"Kursk" Taucher entdecken die erste Leiche

Jetzt hat Russland es offiziell bestätigt: Alle 118 Seeleute des Atom-U-Boots "Kursk" sind tot. Die Regierung in Moskau hat Norwegen gebeten, die Leichen aus dem Wrack zu bergen. Taucher entdeckten in der Nähe der Ausstiegsluke einen der toten Matrosen und wollen ihn nun mit einem Roboterarm bergen.


Mit einem Roboterarm wollen die norwegischen Taucher die Opfer bergen.
AP

Mit einem Roboterarm wollen die norwegischen Taucher die Opfer bergen.

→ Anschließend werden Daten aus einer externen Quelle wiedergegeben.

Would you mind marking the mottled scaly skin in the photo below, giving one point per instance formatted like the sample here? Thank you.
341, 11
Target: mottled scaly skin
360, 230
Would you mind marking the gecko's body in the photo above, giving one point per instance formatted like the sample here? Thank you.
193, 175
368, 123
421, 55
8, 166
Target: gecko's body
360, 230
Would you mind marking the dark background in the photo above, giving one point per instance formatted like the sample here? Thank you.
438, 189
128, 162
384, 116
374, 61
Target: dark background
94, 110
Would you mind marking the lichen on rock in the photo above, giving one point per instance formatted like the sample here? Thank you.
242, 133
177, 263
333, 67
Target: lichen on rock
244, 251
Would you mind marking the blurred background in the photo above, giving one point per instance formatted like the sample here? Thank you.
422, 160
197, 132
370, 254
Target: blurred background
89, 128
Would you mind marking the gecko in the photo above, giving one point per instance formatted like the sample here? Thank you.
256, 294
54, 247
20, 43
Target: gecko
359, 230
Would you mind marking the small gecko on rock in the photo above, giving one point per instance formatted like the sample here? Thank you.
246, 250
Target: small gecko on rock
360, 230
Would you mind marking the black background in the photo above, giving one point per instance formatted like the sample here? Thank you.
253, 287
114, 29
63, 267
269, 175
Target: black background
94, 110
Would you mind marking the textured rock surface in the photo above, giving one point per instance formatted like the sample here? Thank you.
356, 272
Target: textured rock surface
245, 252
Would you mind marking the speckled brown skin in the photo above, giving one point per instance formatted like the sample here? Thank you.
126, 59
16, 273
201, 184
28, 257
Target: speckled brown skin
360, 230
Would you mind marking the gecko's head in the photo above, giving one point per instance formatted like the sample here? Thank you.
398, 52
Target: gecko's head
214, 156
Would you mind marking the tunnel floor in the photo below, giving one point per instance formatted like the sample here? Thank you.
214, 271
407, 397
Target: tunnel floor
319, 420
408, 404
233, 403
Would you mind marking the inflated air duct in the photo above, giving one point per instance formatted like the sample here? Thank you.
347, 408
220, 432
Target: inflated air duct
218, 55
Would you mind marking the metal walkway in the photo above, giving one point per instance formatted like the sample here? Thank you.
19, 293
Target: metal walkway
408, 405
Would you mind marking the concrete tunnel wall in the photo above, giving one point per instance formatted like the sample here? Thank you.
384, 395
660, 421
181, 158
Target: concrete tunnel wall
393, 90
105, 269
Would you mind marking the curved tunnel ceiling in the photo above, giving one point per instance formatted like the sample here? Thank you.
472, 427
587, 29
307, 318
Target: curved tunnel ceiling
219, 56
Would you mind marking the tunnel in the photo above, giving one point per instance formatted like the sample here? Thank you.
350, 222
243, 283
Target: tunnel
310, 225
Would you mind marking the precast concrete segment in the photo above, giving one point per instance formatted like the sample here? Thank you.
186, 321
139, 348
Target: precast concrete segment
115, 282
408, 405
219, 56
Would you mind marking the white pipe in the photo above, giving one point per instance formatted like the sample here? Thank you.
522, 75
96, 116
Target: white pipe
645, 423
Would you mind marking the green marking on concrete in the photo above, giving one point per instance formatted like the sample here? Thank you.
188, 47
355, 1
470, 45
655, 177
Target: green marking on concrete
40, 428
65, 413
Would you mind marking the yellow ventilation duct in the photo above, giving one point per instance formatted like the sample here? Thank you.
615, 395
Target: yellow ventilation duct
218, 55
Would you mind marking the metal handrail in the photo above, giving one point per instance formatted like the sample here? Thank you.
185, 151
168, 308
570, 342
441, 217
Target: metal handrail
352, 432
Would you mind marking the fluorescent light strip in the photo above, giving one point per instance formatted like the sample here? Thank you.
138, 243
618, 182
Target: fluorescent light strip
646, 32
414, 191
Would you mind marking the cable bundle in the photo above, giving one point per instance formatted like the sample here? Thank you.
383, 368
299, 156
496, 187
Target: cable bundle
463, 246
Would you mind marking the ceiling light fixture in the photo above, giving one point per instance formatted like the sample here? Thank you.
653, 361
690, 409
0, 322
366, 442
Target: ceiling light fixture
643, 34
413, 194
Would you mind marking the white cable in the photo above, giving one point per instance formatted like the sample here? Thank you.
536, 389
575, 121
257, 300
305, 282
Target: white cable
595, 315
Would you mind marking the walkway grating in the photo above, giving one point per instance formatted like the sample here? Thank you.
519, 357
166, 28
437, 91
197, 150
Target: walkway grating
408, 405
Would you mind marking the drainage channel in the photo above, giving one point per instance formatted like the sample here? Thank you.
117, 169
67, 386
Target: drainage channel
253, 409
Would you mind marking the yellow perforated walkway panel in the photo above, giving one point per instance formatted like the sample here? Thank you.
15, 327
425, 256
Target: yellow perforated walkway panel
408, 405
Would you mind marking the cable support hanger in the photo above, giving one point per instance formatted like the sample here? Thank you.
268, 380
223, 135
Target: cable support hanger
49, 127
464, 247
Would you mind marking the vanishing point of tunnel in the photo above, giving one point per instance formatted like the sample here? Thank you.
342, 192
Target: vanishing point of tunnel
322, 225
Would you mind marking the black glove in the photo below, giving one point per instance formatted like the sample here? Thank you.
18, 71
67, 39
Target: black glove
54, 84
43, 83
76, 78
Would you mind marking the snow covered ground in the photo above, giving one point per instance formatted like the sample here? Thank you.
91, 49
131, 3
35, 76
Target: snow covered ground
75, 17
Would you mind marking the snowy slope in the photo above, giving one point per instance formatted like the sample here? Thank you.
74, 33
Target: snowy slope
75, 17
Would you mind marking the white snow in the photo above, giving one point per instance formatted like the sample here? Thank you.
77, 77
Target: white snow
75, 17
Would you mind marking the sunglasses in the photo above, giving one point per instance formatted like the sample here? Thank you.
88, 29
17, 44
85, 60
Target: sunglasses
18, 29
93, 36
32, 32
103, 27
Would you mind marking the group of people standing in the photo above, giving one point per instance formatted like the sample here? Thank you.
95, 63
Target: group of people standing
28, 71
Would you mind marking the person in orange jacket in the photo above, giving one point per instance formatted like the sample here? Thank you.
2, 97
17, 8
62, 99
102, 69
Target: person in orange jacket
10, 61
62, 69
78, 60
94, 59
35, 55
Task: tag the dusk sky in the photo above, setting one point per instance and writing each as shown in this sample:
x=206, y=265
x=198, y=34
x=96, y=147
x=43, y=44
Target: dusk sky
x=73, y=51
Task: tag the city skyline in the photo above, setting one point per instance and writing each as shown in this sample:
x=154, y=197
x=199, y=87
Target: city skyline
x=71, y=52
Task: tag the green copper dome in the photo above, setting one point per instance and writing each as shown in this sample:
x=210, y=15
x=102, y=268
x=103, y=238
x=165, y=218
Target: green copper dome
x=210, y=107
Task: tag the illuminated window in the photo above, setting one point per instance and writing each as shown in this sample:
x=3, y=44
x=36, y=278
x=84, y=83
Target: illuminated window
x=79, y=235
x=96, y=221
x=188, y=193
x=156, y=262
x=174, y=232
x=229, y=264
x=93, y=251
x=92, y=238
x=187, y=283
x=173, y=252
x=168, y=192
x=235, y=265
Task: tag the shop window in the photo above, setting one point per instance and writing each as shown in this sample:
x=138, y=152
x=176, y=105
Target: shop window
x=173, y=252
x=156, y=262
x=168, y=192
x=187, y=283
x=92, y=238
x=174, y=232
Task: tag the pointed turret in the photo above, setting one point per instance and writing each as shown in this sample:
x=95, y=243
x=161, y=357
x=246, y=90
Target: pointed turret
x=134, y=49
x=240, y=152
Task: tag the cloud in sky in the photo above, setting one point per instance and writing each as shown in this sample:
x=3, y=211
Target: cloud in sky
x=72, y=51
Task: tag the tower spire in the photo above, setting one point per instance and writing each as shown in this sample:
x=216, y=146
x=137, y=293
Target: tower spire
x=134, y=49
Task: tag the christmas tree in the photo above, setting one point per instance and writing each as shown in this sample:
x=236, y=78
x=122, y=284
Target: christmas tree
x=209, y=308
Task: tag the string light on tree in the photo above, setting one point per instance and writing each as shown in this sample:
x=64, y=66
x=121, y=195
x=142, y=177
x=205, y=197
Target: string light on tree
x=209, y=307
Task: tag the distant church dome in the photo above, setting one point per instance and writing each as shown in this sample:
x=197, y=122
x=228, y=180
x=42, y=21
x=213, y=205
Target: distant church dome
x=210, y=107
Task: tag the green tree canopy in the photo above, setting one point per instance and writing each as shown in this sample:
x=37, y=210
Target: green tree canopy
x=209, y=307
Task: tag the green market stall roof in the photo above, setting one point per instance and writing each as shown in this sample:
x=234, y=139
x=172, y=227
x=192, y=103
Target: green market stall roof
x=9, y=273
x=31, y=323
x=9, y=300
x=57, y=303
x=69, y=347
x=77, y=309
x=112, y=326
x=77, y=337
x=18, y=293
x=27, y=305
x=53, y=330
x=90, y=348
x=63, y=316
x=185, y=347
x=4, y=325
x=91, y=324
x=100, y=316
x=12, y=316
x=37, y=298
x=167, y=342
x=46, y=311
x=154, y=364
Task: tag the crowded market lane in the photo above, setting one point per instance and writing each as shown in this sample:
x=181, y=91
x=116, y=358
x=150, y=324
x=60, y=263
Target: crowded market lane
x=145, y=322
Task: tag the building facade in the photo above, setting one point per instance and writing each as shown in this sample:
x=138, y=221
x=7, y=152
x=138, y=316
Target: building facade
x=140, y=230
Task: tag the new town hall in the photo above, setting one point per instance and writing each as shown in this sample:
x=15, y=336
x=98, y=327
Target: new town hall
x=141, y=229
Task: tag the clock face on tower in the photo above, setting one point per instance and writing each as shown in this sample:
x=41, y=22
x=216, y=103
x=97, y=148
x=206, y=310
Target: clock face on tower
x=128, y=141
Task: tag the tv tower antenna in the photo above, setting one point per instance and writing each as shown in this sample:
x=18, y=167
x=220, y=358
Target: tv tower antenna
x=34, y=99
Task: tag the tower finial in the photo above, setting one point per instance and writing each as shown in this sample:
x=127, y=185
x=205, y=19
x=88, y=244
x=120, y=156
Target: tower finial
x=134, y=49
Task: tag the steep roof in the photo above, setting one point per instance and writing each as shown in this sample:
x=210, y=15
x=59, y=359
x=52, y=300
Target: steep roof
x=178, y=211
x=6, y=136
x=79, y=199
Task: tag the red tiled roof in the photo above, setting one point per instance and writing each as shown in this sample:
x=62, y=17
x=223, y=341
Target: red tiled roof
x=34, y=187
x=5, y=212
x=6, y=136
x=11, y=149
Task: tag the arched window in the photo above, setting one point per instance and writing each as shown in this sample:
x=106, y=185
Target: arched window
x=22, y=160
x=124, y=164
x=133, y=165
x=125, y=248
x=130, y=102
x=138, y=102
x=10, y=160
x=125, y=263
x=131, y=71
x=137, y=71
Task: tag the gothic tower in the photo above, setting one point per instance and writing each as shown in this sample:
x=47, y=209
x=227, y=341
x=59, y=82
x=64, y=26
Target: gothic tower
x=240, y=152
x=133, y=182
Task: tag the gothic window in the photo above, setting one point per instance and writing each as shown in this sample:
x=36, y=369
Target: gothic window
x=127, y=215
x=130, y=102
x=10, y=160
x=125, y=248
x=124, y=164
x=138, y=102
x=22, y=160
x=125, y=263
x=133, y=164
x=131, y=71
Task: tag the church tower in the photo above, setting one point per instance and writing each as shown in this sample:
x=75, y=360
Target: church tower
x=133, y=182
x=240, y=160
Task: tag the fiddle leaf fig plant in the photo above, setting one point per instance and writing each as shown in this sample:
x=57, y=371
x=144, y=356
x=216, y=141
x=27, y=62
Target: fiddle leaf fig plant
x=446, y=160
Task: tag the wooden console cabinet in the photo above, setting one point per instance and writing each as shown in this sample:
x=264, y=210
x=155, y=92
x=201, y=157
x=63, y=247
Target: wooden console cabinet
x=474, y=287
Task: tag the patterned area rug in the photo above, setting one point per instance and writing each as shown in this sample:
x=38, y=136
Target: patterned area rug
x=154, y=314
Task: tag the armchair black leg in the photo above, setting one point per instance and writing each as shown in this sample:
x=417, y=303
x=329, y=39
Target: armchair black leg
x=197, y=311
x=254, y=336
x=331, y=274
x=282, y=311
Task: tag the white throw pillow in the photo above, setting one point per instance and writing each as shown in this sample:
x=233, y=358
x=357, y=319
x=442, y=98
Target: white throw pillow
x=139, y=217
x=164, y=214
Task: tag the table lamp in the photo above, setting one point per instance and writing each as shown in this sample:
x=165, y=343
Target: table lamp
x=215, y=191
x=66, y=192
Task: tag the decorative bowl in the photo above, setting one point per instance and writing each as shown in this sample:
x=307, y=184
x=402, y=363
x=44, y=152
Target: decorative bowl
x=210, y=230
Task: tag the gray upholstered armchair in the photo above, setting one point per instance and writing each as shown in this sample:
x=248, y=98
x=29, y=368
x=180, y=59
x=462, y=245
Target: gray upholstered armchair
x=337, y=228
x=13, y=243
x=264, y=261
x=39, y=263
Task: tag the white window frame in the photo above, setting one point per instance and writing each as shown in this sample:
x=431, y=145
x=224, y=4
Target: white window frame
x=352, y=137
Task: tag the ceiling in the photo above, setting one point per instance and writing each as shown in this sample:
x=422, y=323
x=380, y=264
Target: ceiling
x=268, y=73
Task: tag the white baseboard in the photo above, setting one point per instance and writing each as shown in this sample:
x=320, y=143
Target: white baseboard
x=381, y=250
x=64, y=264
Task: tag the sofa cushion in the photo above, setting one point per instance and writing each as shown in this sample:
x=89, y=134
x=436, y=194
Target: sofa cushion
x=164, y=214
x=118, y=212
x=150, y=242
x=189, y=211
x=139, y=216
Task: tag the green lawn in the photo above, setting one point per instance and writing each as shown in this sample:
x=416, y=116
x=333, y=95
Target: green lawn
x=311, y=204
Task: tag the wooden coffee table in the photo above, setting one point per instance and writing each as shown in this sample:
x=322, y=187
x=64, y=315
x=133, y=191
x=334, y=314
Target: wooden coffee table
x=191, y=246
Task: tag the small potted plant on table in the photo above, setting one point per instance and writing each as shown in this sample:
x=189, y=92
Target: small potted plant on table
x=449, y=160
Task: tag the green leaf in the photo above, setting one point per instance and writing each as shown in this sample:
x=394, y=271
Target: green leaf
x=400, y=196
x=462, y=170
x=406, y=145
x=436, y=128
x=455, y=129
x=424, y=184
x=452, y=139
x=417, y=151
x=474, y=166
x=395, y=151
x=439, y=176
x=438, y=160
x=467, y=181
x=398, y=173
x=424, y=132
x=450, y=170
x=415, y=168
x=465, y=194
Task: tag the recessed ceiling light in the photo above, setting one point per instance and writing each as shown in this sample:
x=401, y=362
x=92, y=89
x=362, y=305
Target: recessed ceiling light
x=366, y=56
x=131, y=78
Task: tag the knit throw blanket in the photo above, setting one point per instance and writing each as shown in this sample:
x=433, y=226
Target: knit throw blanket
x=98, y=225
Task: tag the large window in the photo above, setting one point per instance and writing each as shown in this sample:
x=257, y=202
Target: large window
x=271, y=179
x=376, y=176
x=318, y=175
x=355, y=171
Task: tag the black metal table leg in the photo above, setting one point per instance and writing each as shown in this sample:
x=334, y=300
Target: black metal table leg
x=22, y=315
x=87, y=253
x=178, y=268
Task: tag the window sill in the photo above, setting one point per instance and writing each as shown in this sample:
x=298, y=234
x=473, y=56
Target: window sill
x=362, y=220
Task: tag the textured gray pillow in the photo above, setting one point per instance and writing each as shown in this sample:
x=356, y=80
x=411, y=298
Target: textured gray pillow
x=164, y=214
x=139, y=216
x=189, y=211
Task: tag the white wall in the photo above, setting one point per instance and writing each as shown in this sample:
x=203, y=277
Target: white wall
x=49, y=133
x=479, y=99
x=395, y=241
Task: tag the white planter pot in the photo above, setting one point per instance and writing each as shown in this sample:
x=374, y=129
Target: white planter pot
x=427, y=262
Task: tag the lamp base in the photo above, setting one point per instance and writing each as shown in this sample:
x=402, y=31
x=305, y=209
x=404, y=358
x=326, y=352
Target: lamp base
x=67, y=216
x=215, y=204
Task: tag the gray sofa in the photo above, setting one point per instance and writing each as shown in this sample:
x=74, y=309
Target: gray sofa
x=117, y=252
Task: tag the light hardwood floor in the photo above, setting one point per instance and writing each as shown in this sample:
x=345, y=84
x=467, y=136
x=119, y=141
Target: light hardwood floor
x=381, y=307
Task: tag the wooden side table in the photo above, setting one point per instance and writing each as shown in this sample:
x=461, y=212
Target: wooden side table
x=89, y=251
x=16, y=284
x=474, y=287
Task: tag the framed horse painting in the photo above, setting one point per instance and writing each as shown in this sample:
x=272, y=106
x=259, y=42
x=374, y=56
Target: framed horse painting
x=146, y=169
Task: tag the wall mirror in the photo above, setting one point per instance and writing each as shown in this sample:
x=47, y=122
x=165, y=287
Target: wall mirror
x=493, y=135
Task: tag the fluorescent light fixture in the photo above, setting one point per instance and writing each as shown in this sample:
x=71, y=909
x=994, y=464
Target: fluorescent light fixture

Moskau - Die Nachrichtenagentur RIA hatte zuvor den Stabschef der russischen Nordmeerflotte, Michail Mozak mit den Worten zitiert: "Unsere schlimmsten Befürchtungen haben sich bestätigt. Alle Sektionen des U-Bootes sind vollständig geflutet, und nicht ein einziges Besatzungsmitglied ist noch am Leben". In Moskau hatten russische Nachrichtenagenturen unter Berufung auf einen Sprecher der russischen Nordmeerflotte gemeldet, die innere Ausstiegsluke sei gegen 11 Uhr (MESZ) geöffnet worden.

Trauer in Murmansk: Irina Korobkova, Frau des Zweiten Leutnants Alexej Korobkov, weint bei der Ankunft auf dem Bahnhof.
AFP

Trauer in Murmansk: Irina Korobkova, Frau des Zweiten Leutnants Alexej Korobkov, weint bei der Ankunft auf dem Bahnhof.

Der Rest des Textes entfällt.